I want a book that makes absolutely zero sense. One scene the main character is chilling, the other they're floating in a weird pink dimension while talking to a glowing orb of light, the next they're face to face with a stone archway too big for reality, with a lush jungle behind it. Just absolute craziness, like a fever dream, and yet the book is beautifully well written. Is there anything like this out there?
by ObsiGamer
36 Comments
Oh easy {{House of Leaves}}
Anything by Gene Wolfe, I would start with the book of the new sun
The Old Testament Bible. The main character has divine powers and morally, is all over the place.
Possibly, Fever Dream by Samanta Schweblin?

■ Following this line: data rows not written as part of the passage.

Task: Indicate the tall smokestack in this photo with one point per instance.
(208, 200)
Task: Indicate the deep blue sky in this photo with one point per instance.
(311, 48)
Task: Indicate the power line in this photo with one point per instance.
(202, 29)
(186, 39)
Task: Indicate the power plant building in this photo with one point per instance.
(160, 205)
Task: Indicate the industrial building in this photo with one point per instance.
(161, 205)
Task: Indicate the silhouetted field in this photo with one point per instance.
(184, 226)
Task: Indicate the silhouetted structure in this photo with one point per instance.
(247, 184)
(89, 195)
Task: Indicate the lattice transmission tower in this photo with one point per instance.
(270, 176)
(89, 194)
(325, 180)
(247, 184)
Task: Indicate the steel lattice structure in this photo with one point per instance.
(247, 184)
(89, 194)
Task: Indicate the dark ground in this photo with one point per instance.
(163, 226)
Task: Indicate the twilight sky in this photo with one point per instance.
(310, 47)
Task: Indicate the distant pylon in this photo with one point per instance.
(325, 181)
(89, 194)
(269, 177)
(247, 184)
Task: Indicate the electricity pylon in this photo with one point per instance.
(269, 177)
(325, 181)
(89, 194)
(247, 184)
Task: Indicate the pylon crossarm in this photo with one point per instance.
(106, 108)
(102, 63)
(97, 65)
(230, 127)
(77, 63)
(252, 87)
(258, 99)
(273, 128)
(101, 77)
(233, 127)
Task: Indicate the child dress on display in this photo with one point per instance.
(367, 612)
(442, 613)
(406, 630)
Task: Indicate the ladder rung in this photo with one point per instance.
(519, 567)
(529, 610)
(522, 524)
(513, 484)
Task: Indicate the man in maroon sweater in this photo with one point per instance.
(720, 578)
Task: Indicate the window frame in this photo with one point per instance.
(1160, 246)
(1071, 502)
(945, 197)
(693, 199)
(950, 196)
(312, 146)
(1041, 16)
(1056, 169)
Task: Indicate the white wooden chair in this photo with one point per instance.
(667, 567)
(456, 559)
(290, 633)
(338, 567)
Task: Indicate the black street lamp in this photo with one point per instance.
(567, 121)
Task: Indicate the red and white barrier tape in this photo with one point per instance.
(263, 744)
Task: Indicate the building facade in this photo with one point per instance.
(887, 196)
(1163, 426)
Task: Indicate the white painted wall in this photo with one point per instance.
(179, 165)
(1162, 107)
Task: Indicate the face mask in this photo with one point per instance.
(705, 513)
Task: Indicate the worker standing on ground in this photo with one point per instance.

The Hearing Trumpet, Leonora Carrington
The Third Policeman by Flann O’brien fits your description! It definitely is not the weirdest I have read, but definitely the most dreamlike. Please note some version have a forward at the start before the actual book starts, and if you see one do NOT read it as it spoils the entire book.
Maybe…
Mason & Dixon by Thomas Pynchon
The Master and Margarita by Mikhail Bulgakov
Pretty much anything by Kafka
I love magical realism so a few come to mind!
* When I Sing Mountains Dance by Irene Solá.
The telling of an event from the perspectives of the rain, the mountain, witches, a man, mushrooms, and so much more. Really magical & poetic prose.
* Mood Indigo by Boris Vian.
An avant garde French romance where a woman becomes sick on her honeymoon with a water Lilly in her lung and can only be kept alive by being surrounded by flowers. Her husband is desperate to keep her alive. It feels like a fever dream.
* Naked Lunch by Burroughs.
It’s pretty controversial, covers a lot of “taboo” topics, but feels like this to me, in a dark, nightmarish way. Shows the many facets of addiction. Things and events melt and distort into something completely different at a snap.
Kafka by the shore
Ubik by Philip K. Dick (confusing, reality-bending)
The Unconsoled by Kazuo Ishiguro (like swimming through an anxiety dream where you can’t get your footing on the logic but dotted with poignant/emotional moments)
Little, Big was dreamlike for me. Semi-linear storyline with interjections and asides.
Abarat by Clive Barker
You may have to look on ebay to find the illustrated version, but it’s a fantasy place where each hour of the day is represented by an actual island. It’s kind of YA, but it’s still a beautiful world with interesting creatures.
*Hawksmoor* by Peter Ayckroyd, if by ‘dream’ you mean ‘nightmare.’
Kafka by the Shore
*total oblivion, more or less*
*Scorch Atlas*
*Memories of the Future*
*Piranesi* – Clarke
The Last House on Needless Street
The Ocean at the End of the Lane
Two Italo Calvino books come to mind: Invisible Cities & If on a Winter’s Night a Traveler.
Also, Time’s Arrow by Martin Amis.
The Master and Margarita comes close IMO
Cursed Bread by Sophie Mackintosh
Magic realism is a great genre.
My fave: The Wind Up Bird Chronicle – Murakami
Project Pope Clifford D Simak.
Going bovine
No One is Talking About This by Patricia Lockwood makes zero sense, but not in a vaporwave way. I’d still recommend it. I read it a couple of years ago and remember what it felt like to read it, but nothing that it actually said.
Bunny
Empire of the Senseless by Kathy Aker….have fun
Vita Nostra
Lincoln in the Bardo
Slaughterhouse-Five
No One is Talking About this by Patricia Lockwood. It’s written in a really weird way, with very very short scenes that feel dreamlike or nightmarish or just confusing. It doesn’t make any sense to me.
jesus and john by adam mcomber
Much of that happens almost verbatim in Leonora Carrington’s The Stone Door.
“The Unconsoled” by Kazuo Ishiguro
The Hike by Drew Magary was pretty damn trippy
Ice by Anna Kavan.
Read it last week for the first time. The writing immerses you in a fever dream from start to finish. Apparently the author was hooked on heroin while writing it.
The Manual of Detection
If On A Winter’s Night A Traveller
Rouge by Mona Awad, it has a very surreal atmosphere. Haven’t tried her other works, but enjoyed this one.